Yes, he's very good. Though Darnold has been impressive, Bridgewater has slightly outperformed him over these two games. His former offensive coordinator at Louisville, current University of Pittsburgh assistant Shawn Watson, watched Bridgewater against Atlanta and Washington and came away believing he was whole. Watson saw a quarterback whose rhythm and ball location were exactly as they were before the injury.

"I see Teddy," Watson said. "I see the old Teddy. I see the guy I coached at Louisville."

Bridgewater feels like that player, too. He said the other day that it was fun running gassers and getting in shape, and that he hasn't been held out of any drills. He shrugged off questions about trade rumors, and who could blame him for refusing to sweat the small stuff?

"I am blessed with the opportunity to continue to do what I love to do," Bridgewater said. "That's what's most important to me right now. Just waking up every day knowing that I get to continue to play football."

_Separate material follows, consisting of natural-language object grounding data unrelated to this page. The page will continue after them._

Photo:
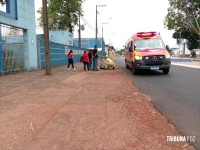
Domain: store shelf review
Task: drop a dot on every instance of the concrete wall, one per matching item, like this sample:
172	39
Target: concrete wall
62	37
58	53
21	14
88	43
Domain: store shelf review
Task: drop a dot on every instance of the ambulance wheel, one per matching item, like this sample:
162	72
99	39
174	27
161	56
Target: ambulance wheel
165	71
126	65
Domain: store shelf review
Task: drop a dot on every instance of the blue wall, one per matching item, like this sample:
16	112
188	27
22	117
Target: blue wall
88	43
58	53
21	14
62	37
1	57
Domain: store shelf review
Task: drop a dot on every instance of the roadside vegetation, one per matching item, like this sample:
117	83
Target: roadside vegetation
184	18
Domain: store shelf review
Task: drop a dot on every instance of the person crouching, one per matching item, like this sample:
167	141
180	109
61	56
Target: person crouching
85	60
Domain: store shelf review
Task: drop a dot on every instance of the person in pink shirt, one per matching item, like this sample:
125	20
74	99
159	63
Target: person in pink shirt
85	60
70	60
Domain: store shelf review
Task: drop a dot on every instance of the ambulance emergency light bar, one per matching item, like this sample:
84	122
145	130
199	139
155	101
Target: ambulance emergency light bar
146	34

The following day, at the end of that otherwise sluggish Sunday morning in the rain, Bridgewater suddenly sprang to life on his final drive and fired a strike over the middle to Jordan Leggett for a walk-off touchdown to end practice. To celebrate the moment, the quarterback playfully and repeatedly jumped on the back of a defensive tackle. Teddy Ballgame was back.

So far it's been a hell of a comeback. Built like a one-iron, Bridgewater has proved to be one of the strongest men in the NFL.

"His inner resolve," Cooper said, "kept him from being defeated on a daily basis for a year and a half."

He might get traded anyway, and that's OK. Teddy Bridgewater doesn't need to take any regular-season snaps with the Jets. He has already left a mark on a tough town that won't soon forget him.